Data quality: your company’s biggest obstacle

Data analytics is becoming increasingly scalable, sophisticated and accessible aided by cloud infrastructure, but challenges remain in data quality and building the right culture

The data analytics market has evolved rapidly, applying algorithms to larger datasets on a more frequent basis by a wider group of people and practitioners. Many of the sophisticated algorithms deployed are now more than 50 years old, but the recent ubiquity of almost limitless data storage and compute power, and improved development tools, has enabled greater scale today and for the future of data analytics.

Data analytics systems have advanced to apply more complex analysis in a much more responsive manner. Analytics remains all about creating insight and providing answers to important questions, which businesses can exploit to achieve improved outcomes. Contemporary systems now apply machine-learning to more diverse datasets, where the analysis is driven to a larger extent by the computer rather than the operator. The real-time arrival of new data enables insights to be discovered as soon as they occur.
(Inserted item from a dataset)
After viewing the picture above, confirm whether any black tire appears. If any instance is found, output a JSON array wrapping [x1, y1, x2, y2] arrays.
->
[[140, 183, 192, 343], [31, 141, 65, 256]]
Companies looking to make better use of data

Historically, the demand and needs of corporate data have been less onerous. But as companies now look to leverage their data, rather than just record it, a rapidly growing major issue is the veracity of that data. The quality of the analysis conducted is only ever as good as the quality of the data fed into a system. Increasing the quality and management of data has not yet been a requirement, but this leads to the creation and use of data that isn’t up to scratch for the type of analytics companies need to develop.

Analytics tools and technologies are to a large extent commoditised, but the single biggest challenge for organisations to exploit them is the creation and availability of adequate datasets. Establishing these foundations is typically a particular problem in organisations that have not historically fostered a data-centric culture.

“Sometimes relevant data doesn’t exist and when it does its location is often poorly understood, riddled with quality issues and spread across multiple systems of record,” says Paul Fermor, UK solutions director at Software AG. “The majority of organisations that have realised the potential value of their data are engaged in substantive projects to improve its quality, real-time availability and integration across systems.”

Is cloud the future of data analytics?

Senior leaders want data analytics capabilities for their organisation, but can often become frustrated with slow progress due to the underlying limitations of their existing core data infrastructure. This is particularly common in companies that have grown through acquisitions, leading to fragmented technology, teams and cultures.

The rise of cloud has helped resolve data infrastructure scalability concerns, providing data analytics software as a service. Cloud has ensured the latest tooling is readily available without the need to maintain and patch, while traditional database administrators can build machine-learning models without the knowledge required just a few years ago.

“Cottage industries and data fiefdoms will gradually disintegrate; the future of data analytics is in the cloud,” says James Tromans, technical director at Google Cloud. “Those with the correct clearance can quickly start applying advanced data analytics to a valuable business problem in a way that simply wasn’t possible previously.”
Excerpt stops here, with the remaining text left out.